LSST Photo-z Server
Introduction¶
Inspired by the DES Science Portal (Gschwend et al., 2018; Fausti Neto et al., 2018), the Photo-z Server is an online service complementary to the Rubin Science Platform (RSP) to host and produce photo-z-related lightweight data products and to offer data management tools that allow sharing data products among RSP users, attach and share relevant metadata, and help on provenance tracking.
The service is hosted at the Brazilian Independent Data Access Center (IDAC) and is open to the whole LSST Community without geographic constraints. It is designed to be as broad and generic as possible to be helpful for all LSST Science Collaborations working with photo-z data products. As required by the LSST in-kind program, the source code will be publicly available on GitHub.
The Photo-z Server was designed to help RSP users participate in the Photo-z (PZ) Validation Cooperative. This DM team initiative will occur during the LSST commissioning phase (see technical note dmtn-049 for details). The PZ Coordination Group will receive "admin" user credentials with special permissions to add data products tagged as "official data products".
During the PZ Validation Cooperative, the PZ Coordination Group can use the Photo-z Server to host and distribute standardized training and validation sets for algorithm performance comparison experiments and to collect the results from different users. Nonetheless, the Photo-z Server will continue serving the LSST Community in subsequent years. Beyond the PZ Validation Cooperative, RSP users can use the Photo-z Server to easily keep track of and share lightweight files containing various test results.
Getting started¶
Photo-z Server website¶
The main user interface of the Photo-z Server website is its website at pzserver.linea.org.br.
The three cards on the landing page lead to the list of data products (left and center) or to the Photo-z Server pipelines (right).
On the data products list page, users can browse, search and filter the products uploaded by users or created with the Photo-z Server pipeline.

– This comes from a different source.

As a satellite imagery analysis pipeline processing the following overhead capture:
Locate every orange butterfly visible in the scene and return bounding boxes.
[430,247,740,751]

The data products uploaded on the PZ Server becomes automatically visible, downloadable and shareable to all registered users.
Data product types¶
The photo-z-related products are organized into four categories (product types):
- Reference Redshift Catalog: Catalog of reference redshifts and positions of galaxies (usually spectroscopic redshifts and equatorial coordinates).

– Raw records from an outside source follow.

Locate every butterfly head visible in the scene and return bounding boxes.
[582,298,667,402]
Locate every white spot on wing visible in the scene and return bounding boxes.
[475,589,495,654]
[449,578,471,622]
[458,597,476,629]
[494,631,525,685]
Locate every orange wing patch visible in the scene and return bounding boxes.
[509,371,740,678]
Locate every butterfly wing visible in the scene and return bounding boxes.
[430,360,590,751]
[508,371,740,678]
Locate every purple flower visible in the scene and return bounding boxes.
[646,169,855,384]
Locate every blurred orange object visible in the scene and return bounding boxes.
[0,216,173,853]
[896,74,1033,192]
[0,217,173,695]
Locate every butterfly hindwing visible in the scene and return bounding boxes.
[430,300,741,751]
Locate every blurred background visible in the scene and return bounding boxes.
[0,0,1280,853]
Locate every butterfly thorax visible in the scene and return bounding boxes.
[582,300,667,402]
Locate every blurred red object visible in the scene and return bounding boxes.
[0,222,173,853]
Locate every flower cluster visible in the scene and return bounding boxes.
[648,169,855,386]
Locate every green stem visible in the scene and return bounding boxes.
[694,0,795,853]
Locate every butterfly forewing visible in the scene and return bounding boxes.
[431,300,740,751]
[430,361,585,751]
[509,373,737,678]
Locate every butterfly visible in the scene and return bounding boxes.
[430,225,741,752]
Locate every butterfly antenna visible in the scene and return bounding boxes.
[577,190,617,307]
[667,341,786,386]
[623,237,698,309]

- Training Set: Training set for photo-z algorithms (tabular data). It usually contains magnitudes, errors, and reference redshifts.
- Training Results: Results of a photo-z training procedure (free format). Usually a pickle file created by RAIL Inform submodule.

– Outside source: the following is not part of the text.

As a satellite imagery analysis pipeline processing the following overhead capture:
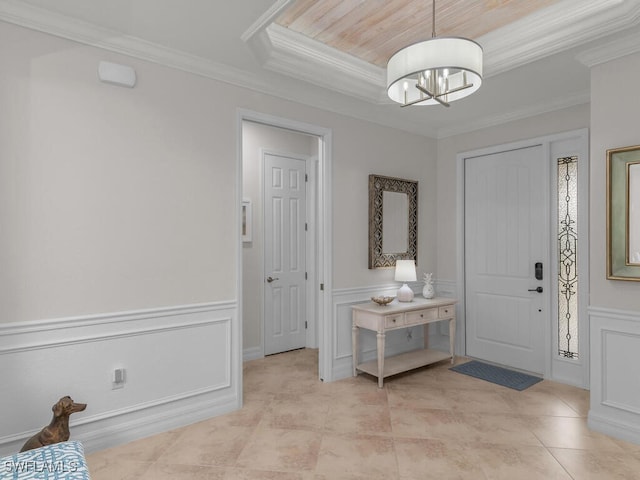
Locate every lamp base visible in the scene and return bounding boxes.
[397,283,414,302]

- Validation Results: Results of a photo-z validation procedure (free format). Usually contains photo-z estimates (single estimates and/or pdf) of a validation set, photo-z validation metrics, validation plots, etc.
- Photo-z Estimates: Results of a photo-z estimation procedure (usually the output of RAIL Estimate module). If the data is larger than the file upload limit (200MB), the product entry stores only the metadata (instructions on accessing the data should be provided in the description field.
Upload a new data product¶
To upload a new data product, click the button NEW PRODUCT on the top right of the User-generated Data Products page and fill in the Upload Form with relevant metadata. Description and auxiliary files are optional and can be modified later.
Depending on the data product type, if the data is tabular, the upload tool might require specific file formats. The formats currently supported are: CSV, FITS, HDF5, and Parquet1.
Share data products¶
Each data product has a unique name, hereafter called "internal_name" automatically composed by the system as a unique id number plus the name chosen by the user with spaces replaced by underlines. This name is the URL address of the data product's details page on the PZ Server website (pzserver.linea.org.br/product/internal_name) and is the key to access the data using the Photo-z Server Python API (see details below). The easiest way to share a data product is by providing the product's internal_name or URL, which leads to the product's download page.
Download a data product¶
On the details page, some relevant metadata is displayed together with a table preview (when tabular data) and the rendered HTML auxiliary file, when available.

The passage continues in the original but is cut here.